Ngugi Wa Thiong’o (1938-) is a Kenyan writer, well known for his novels, short stories and non-fiction, and also his political activism. He has spent time in prison for his campaigning against oppressive Kenyan regimes in the past, something he might well have drawn on for ‘The Return’, first published in 1965. Ngugi originally wrote in English, but switched to writing in his native Gikuyu because he wanted to promote and value his own language and identity.

Poetry

'Half-Caste' by John Agard


'Search for My Tongue' by Sujata Bhatt


'Six O'Clock News' by Tom Leonard


Non-fiction

Match Reports, 1871

These match reports were written in 1871, when the idea of professional footballers playing the game for money was a relatively new thing.

'The Rule of Threes'

Publisher Lonely Planet’ specialises in travel books for adults but this extract comes from a book for children called How to Be a World Explorer: Your All Terrain Training Manual. Chapters include ‘Desert Dangers’, ‘How to abseil into a volcano’, and ‘How to land a plane in an emergency’.

'Vet in Trouble' by James Herriot

This text is from a book called Every Living Thing by James Herriot. The writer’s real name was James Wight and he wrote a long and popular series of books based on his experiences of being a vet in the Yorkshire countryside. The books were also televised.

Literally Amazing Words and Where They Come From by Patrick Shipworth

A stunning nonfiction picture book about the global diversity hidden in the English language.
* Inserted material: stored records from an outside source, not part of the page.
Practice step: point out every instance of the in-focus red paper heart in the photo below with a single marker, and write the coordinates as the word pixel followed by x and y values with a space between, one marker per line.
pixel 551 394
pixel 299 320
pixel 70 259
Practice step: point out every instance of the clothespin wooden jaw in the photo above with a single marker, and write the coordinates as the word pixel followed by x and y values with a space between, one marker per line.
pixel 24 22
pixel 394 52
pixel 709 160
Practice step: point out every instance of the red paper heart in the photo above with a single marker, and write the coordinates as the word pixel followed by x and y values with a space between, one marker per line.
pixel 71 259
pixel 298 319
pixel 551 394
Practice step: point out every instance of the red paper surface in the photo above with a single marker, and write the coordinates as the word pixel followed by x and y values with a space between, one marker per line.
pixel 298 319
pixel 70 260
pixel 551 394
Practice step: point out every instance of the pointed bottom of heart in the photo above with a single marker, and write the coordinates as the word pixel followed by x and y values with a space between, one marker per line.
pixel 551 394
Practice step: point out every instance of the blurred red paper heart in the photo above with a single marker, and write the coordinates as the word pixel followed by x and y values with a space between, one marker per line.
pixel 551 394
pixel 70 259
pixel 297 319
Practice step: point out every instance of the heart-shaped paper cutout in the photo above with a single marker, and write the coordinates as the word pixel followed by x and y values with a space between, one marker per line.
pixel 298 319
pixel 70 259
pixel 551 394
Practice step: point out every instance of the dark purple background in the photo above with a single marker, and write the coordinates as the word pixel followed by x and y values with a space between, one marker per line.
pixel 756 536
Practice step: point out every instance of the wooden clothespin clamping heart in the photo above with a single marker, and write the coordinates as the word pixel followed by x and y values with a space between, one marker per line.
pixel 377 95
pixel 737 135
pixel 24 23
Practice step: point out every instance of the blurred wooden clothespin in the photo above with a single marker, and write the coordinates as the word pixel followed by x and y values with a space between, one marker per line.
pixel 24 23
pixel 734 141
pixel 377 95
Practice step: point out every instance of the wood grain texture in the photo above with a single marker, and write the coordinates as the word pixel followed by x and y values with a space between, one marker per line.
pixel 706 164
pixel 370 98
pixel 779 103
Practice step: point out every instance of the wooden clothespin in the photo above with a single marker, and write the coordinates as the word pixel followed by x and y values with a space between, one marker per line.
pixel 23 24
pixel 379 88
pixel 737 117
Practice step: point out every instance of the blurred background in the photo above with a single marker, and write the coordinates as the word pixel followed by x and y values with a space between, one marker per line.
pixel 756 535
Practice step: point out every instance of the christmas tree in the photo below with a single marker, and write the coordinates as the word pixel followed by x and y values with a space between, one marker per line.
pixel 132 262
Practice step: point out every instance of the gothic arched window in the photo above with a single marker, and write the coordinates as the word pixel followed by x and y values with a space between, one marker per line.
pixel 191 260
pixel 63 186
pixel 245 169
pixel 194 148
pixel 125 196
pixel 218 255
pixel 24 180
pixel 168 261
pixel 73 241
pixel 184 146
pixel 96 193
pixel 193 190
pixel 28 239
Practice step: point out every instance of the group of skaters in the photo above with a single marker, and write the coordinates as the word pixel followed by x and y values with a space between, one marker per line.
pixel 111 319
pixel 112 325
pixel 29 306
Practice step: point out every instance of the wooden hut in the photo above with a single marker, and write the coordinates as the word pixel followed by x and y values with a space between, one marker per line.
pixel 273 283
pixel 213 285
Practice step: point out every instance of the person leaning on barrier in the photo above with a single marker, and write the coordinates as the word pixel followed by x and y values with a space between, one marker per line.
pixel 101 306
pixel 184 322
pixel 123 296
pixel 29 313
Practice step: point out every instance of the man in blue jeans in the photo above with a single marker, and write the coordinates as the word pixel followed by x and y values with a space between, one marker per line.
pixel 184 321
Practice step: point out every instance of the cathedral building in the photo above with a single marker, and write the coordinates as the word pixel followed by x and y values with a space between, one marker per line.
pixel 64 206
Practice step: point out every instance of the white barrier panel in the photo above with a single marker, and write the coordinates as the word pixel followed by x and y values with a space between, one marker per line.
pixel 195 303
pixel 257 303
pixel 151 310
Did you know that English words come from all over the world and that their meanings have changed along their journey? Our word 'zero' comes from the Arabic word for empty space. 'Companion' is from the Latin for with bread.

With simple descriptions and dazzling, evocative and witty illustrations, this is a fascinating introduction to the rich history and cultural diversity of our language.